Wednesday, April 24, 2013

The seats...

Because the project's due date was approaching quickly, I was not able to cane my own seats, like I had wanted to. However I was able to buy pre-made seats. Even though they are made out of ash instead of white oak, the white in the ash provides a nice contrast from the red in the cedar. Now that the yoke and seats were ready to be installed, all I needed to do was to install them.

Building the Yoke

 After the gunwales were smoothed down, the next step was to build the yoke. The yoke differs from a thwart in that the yoke is used to portage the canoe while the thwart is used mainly for a third seat. I wanted to add a yoke to my canoe because I thought it would serve a better purpose. Following the plans from Chris Glad's Yoke Design, I adapted them a bit to what I wanted. Cutting the drawn out design on a band saw, I then sanded them down on a horizontal orbital sander.
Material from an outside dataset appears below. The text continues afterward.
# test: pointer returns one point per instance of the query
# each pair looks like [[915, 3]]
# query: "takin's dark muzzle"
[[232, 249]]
Then after it was sanded I routed the edges so it would have curved edges, which won't hurt my neck when I portage it, as seen below. When the yoke was finished, the next step was install it and the seats.


Tuesday, April 23, 2013

Sanding down the Sheer-Line

The next step was to sand down the sheer-line of the canoe. Because of the crude surface where the gunwales and the cedar sides meet, they needed to be plained smooth. First, sanding down the sides with a belt sander, I got a rough smooth sides in which I could then scrap with a cabinet scraper. The flush gunwales's sides could then be sanded down to round them out. Even though this step did not take a very long time it was necessary for the installation of the seats and thwarts.




Monday, April 22, 2013

Installation of the Gunwales

 After the decks were installed, the next step was to install the gunwales. The outwales were installed before the inwales, because I wanted the stainless steel screws facing the inside not the outside. The gunwales extended from stem to stem and after being epoxied on were screwed to the frame with 3/4" screws. The inwales were more difficult to install because they had they had to be cut down because of the decks. After cutting the correct angle with a dremmel (as seen below), the inwale was epoxied and clamped to the sheer-line of the canoe and then screwed in with two 1 1/2" stainless steel screws every scupper. The starboard (right) side was finished first and then the port (left).  The crude sheer-line of the canoe needed to be sanded down flush to ensure a smooth curve.